すると、前方から、若い男の子が車椅子を押して歩いてきました。
少し距離が近くなると、押しているのは中学生後半から高校生くらいの、ジャージをきた少しやんちゃ風の若い男の子だとわかりました。
更に近くになると、車椅子に乗っているのはお婆さんではなく、40代後半から50代くらいの女性だというのもわかってきました。
想像したこと
そんな珍しい状況をみて、とっさに想像してしまいました。
もしかすると病気のお母さんを、息子が外に連れ出しているのかもしれない。
あるいは、足を怪我して一時的に車椅子生活をしているだけで、お菓子でも食べたいとスーパーに向かっているだけかもしれない。
ただ、真横を通り過ぎるときも2人は特に会話もなく淡々と前に進んでいて、その無言さがかえって、「残された命の短いお母さんを、息子さんが連れ出しているのかもしれない・・」とさえ思ってしまいました。
もちろん、実際の事情は分かりませんし、分からなくていいことでもあります。
声をかけないことが自然な環境
親子と僕がすれ違った歩道は、とても広く、段差もなく、車椅子の移動に支障はありません。まさに都会のバリアフリーを意識した設計なのでしょう。
もしこれが田舎などで、段差があったり通行が大変だったりなら、僕は声をかけていたと思います。せいぜい「息子さんですか?」とか「寒くなってきましたね」ぐらいの会話かもしれません。
でも、そんなサポートするきっかけもない都会では、相手が困っていない限り、基本的には話しかけたり、踏み込んだりもしません。
それは無関心というより、用もないのに声をかける行動が「変な人」と勘違いされやすいからです。

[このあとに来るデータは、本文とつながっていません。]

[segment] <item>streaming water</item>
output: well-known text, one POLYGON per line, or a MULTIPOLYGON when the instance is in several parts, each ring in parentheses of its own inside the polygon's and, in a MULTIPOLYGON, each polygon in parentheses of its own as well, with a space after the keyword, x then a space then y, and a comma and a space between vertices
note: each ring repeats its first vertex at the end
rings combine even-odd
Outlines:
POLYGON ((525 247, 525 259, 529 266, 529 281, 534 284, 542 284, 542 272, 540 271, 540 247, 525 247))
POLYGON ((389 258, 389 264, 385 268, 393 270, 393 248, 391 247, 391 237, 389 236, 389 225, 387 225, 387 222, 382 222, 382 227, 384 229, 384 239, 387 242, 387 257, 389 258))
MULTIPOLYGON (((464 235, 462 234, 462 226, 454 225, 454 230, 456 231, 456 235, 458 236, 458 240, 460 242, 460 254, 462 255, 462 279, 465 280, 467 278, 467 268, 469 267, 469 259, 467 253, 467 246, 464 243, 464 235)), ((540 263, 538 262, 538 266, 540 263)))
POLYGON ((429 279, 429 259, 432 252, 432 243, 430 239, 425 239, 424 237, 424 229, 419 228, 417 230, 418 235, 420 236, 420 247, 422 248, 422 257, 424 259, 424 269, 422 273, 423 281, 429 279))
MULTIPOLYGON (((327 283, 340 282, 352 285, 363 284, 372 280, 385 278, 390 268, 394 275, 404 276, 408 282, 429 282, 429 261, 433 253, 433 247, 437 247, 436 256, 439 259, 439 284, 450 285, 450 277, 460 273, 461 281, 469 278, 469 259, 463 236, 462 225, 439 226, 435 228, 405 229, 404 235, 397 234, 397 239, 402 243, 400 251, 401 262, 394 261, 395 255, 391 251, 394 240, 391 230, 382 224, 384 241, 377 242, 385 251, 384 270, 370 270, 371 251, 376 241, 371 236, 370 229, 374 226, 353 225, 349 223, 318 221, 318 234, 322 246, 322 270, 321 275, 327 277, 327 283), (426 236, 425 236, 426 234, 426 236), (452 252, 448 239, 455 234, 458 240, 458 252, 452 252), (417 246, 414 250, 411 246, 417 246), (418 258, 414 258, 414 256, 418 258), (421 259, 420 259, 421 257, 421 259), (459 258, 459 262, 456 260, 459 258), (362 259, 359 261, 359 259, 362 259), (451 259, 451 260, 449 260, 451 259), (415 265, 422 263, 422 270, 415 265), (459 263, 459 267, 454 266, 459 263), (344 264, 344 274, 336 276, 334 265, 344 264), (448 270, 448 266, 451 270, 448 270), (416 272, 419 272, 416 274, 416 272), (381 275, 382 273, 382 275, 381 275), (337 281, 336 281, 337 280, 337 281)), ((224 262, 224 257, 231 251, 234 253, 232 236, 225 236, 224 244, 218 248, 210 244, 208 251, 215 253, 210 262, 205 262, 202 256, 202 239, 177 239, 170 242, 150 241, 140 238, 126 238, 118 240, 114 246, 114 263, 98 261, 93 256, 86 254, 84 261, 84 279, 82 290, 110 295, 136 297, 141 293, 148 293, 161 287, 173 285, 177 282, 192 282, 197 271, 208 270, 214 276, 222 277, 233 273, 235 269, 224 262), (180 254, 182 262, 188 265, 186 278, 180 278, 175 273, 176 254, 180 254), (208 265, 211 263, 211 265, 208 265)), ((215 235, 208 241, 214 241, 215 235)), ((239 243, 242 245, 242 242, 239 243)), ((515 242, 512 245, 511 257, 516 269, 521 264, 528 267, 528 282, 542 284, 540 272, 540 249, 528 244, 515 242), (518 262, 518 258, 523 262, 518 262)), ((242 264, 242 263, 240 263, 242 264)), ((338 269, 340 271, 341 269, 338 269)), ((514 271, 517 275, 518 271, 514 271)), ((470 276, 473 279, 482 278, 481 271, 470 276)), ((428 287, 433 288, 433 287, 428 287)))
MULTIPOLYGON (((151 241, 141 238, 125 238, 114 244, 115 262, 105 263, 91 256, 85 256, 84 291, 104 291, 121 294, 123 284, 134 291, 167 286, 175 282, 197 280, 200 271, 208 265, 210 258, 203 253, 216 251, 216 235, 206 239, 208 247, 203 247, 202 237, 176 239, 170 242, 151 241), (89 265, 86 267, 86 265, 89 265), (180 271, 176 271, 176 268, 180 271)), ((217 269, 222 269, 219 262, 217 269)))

都会では、助け合いが必要な場面と、そうでない場面の線引きが比較的はっきりしています。
都会の人は冷たいのか?
こう考えると、世間で言われる「都会の人は冷たい」という評価は、人の性質というより、こうした構造の違いから生まれているのではないでしょうか。
実際、都会だろうが田舎だろうが、冷たい人は冷たいし、暖かい人は暖かい。そんな人間性や比率なんて変わらないと思います。
ただ単に、声をかけなければ生活が回らない場面が多い田舎と、声をかけなくても何事も成立する都会の構造的な違いというものです。
その結果、田舎では人の温かさが見えやすく、都会では見えにくいとなっている気がします。
終わり
あの夜にすれ違った2人は、横を通り過ぎただけの僕がまさかいろいろ想像をしていたなんて、知る由もありません。もちろん僕も、その2人が親子なのかすら知る由もありません。
ただ、都会では「誰かを助けたい」とか「気にかけてあげたい」という気持ちがあっても、出番がないまま通り過ぎることがあります。
それを「冷たい」と切り取るのは少し違うわけで、都会の人の多くは、必要があれば動くし、不要なら踏み込まないだけのことだと思います。
それが良いのかどうかは、なんとも言えません。
もし、最後の親孝行をしている息子さんだったのなら、応援する声すら届けられない都会というのは、とても残念で寂しいものです。